We met with Sister Pam this morning at my church to discuss the details about John’s funeral service.
Pam is Bishop Clarke’s sister and responsible for handling all the funerals for First Church. She’s a very gregarious woman with a great sense of humor and made me smile the moment we sat down in spite of the tremendous heartache I’m feeling right now.
She apologized for having to reschedule our meeting and expressed her sincere condolences for the death of my son. She went on to say she doesn’t know how I’m standing because if it were her son, she wouldn’t be able to get out of bed. My eyes welled with tears as I said,” It’s God.”
After a few minutes of casual conversation, I began to feel less emotional and more comfortable, so she got down to business by explaining that First Church has a standard order of service for every funeral. There would be a hymn of faith to begin the service and two additional musical selections within the program. She then asked if I knew which songs I wanted in the program and I said yes, I wanted “Blessed Assurance” as the Hymn of Faith, “I can Only Imagine” for the second musical selection and “Precious Lord” for the third. I also wanted “I’ll Fly Away” playing when John’s casket is leaving the sanctuary.
She passed me a tissue as I began to cry, and I dabbed my eyes.
I then asked who would be delivering the eulogy because I knew Bishop Clarke was on vacation the entire month of August. Although Bishop was on vacation, he took the time to call me on August 2nd to offer his condolences and pray with me. He truly loves his congregation.
Sister Pam replied “Our Youth Pastor, Rev. George Schultz will deliver the eulogy.”
I’ll be honest, while I totally understood, I was still disappointed Bishop wasn’t able to give the eulogy. His sermons are excellent, and I love how he not only preaches but also teaches within the sermon as well. He’s a very tall man with a booming voice but has such a kind and caring soul. As disappointed as I was, I knew I was still in good hands with Rev. Schultz.
It’s funny how things come into full circle. First Church of God Youth Pastor Jimmy Terry led John to Christ when he was a child . Now the current Youth Pastor will deliver the eulogy. John always thought so highly of Pastor Jimmy and his wife Joyce. Sister Joyce was our beautiful Minister of music and had the voice of an angel. John had a crush on her when he was a teenager. Whenever I would tease him about it, he would blush and say “Moooommm, stop it.”
In the middle of the meeting, I saw our associate pastor, Rev.
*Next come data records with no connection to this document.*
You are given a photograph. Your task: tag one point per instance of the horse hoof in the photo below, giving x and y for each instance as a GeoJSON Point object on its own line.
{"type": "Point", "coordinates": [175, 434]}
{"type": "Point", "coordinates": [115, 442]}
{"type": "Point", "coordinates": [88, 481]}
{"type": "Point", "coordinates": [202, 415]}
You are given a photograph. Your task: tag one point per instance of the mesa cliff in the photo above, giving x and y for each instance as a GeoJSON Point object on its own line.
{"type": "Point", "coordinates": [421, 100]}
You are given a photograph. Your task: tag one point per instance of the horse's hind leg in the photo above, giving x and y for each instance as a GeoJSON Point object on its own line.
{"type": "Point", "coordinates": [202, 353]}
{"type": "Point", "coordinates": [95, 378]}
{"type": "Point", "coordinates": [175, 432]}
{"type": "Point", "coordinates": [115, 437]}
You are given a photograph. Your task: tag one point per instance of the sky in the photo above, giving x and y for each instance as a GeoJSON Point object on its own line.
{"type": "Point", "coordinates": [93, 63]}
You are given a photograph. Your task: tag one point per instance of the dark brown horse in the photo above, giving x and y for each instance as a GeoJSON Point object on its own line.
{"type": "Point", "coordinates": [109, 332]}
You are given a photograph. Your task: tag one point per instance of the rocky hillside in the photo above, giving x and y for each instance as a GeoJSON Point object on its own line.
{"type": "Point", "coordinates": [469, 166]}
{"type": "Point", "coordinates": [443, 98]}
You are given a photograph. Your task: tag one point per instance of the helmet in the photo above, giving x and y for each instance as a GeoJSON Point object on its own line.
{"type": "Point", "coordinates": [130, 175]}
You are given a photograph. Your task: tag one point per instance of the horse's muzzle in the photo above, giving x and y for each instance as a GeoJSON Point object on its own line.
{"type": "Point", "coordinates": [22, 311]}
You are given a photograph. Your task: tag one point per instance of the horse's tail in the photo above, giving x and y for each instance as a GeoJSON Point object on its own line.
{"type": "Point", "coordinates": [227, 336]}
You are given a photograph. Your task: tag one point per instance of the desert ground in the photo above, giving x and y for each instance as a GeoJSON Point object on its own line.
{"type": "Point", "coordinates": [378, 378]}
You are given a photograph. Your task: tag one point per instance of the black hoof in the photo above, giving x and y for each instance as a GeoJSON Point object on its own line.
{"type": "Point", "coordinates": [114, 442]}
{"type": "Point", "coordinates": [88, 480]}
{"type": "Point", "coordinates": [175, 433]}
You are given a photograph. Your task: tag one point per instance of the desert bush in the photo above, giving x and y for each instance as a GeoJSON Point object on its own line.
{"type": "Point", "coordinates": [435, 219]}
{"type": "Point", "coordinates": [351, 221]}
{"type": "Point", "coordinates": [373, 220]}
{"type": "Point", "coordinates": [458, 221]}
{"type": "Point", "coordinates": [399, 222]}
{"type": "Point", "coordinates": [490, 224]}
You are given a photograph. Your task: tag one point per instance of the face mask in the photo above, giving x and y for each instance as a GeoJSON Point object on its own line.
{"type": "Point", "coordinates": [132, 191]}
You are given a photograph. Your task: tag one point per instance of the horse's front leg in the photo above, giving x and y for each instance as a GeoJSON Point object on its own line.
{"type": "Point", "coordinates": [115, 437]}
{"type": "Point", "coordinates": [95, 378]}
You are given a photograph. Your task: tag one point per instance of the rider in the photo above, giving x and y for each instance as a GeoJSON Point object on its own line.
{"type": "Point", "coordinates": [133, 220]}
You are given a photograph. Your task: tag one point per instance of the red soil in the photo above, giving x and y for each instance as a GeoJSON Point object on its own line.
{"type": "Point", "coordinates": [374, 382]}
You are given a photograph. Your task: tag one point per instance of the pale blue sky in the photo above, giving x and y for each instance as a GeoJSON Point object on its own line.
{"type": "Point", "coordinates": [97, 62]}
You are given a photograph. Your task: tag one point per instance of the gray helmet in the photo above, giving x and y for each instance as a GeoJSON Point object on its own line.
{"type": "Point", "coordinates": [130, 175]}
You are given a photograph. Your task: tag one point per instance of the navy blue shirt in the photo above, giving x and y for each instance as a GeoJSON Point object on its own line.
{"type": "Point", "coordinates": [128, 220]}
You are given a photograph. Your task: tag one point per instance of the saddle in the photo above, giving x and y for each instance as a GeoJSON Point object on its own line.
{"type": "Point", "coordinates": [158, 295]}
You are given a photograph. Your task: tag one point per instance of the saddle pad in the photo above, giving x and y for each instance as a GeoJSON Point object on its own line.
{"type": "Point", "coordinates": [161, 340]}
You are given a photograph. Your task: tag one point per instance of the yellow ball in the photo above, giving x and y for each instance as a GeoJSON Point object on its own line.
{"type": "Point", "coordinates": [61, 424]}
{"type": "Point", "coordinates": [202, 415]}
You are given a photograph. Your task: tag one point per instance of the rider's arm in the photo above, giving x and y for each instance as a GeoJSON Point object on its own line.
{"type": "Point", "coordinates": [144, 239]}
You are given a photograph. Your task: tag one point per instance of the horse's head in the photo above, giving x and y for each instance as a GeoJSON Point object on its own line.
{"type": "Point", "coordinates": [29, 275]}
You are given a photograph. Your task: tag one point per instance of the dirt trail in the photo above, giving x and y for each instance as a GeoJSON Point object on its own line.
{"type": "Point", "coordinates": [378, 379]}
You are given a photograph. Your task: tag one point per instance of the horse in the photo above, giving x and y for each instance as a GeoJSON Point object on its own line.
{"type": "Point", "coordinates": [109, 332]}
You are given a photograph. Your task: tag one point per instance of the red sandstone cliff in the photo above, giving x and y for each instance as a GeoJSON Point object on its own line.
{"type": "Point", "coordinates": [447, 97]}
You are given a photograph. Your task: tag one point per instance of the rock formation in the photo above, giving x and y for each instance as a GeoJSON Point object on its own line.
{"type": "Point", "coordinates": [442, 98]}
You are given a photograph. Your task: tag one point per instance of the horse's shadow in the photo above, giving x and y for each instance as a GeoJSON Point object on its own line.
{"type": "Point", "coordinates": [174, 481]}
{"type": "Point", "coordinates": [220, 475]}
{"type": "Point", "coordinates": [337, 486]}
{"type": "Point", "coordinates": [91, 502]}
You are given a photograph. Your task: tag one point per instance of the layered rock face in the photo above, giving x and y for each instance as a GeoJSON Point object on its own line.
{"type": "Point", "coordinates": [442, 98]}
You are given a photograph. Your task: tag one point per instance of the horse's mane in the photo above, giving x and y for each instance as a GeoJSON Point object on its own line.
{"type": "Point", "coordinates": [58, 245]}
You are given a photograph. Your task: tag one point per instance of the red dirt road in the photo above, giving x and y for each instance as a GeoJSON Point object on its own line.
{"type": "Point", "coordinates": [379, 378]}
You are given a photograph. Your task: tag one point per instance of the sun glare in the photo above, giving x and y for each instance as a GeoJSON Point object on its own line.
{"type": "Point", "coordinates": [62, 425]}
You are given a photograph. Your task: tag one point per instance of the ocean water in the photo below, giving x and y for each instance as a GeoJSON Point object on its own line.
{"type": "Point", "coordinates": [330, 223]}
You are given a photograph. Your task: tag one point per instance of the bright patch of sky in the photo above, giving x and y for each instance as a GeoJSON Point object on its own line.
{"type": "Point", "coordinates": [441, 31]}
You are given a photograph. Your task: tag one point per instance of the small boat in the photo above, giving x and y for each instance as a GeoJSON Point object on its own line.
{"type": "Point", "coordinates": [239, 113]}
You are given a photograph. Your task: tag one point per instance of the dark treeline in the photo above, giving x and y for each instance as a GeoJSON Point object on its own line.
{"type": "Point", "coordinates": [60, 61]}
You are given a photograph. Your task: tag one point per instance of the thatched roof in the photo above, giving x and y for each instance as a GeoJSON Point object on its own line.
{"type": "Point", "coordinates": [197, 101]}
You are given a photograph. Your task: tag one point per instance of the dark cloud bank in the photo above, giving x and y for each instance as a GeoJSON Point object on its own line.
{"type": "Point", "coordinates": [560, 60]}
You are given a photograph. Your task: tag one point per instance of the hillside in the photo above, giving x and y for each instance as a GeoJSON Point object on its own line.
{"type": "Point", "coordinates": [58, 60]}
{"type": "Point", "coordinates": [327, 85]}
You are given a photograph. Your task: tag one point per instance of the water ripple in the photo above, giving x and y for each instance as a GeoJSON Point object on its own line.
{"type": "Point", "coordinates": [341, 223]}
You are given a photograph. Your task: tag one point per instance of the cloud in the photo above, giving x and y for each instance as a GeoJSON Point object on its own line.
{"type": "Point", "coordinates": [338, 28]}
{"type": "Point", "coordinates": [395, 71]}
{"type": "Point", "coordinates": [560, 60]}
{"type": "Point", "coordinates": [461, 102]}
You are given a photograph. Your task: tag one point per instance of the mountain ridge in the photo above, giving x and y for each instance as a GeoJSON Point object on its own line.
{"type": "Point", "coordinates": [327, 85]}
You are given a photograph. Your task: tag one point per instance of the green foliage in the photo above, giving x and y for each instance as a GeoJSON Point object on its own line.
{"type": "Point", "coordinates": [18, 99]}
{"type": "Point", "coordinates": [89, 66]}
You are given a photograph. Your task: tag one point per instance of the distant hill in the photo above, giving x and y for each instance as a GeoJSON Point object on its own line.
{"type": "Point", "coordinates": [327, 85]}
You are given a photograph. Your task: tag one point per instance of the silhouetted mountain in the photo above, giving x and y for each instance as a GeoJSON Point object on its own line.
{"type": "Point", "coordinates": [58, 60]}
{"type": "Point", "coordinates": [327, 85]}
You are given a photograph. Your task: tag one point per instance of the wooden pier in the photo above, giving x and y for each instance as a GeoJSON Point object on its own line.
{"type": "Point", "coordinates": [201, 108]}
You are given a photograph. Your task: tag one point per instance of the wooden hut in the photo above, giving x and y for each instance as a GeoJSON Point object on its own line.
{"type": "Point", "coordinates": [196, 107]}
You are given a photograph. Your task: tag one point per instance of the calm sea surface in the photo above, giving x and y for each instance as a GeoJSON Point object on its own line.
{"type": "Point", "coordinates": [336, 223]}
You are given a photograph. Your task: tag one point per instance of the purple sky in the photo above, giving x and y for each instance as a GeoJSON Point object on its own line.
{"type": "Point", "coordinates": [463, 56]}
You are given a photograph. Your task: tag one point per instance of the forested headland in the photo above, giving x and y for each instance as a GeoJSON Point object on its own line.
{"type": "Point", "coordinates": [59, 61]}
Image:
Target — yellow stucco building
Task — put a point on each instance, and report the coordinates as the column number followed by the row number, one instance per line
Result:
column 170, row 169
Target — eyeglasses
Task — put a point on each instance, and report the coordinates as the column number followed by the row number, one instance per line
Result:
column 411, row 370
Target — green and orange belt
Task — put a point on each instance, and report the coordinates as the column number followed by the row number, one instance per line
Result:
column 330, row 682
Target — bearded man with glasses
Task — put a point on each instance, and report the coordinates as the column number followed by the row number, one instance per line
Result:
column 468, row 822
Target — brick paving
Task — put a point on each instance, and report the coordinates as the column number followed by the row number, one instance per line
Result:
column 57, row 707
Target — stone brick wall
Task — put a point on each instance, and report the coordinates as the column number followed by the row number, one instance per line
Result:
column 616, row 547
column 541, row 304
Kelley, walking by the room. He stopped and popped his head in to offer his condolences. Rev. Kelley would be presiding over the services, so he said he’ll see me in a few days.
We continued discussing the program. She gave me the repast information for after the service which would be held at the church. Next on the list were the pictures.
“Were you able to give the pictures to the funeral home for the video tribute?” She asked
“Yes, I replied, but the song I want to accompany the video isn’t on the list.”
“Oh, really? What song is it?”
I began to explain I’m a lifelong Michael Jackson fan, so I wanted the song “Gone Too Soon”.
“Oh, I’ve never heard that song before. Most songs like that have copyright issues which means they cannot be played in public without permission.”
The look of disappointment was written all over my face so she continued,
“I’ll speak to our music ministry director and see what I can do. I’ll let you know as soon as I can.”
“Thank you, that song means the world to me.” I replied
Before the meeting ended, I asked if the funeral home had given them any information regarding the manner of John’s death.
She then asked, “Was John sick?”
I shook my head no, and the tears started to flow, I looked down at the table and said “John was murdered. He was an innocent victim and shot several times”
She immediately said, “Oh my God, Sister Shari. I’m so sorry.” and gave me a hug.
I just felt she needed to know.
After a few more words of condolences and encouragement, she hugged me again and said, “Be sure to check your email for confirmation about ‘Gone Too Soon’.” She said it in a tone which let me know she would find a way to make it happen.
Everyone has been so kind but all I could think about when we left was, I’ll be saying my final goodbye to John in just two days.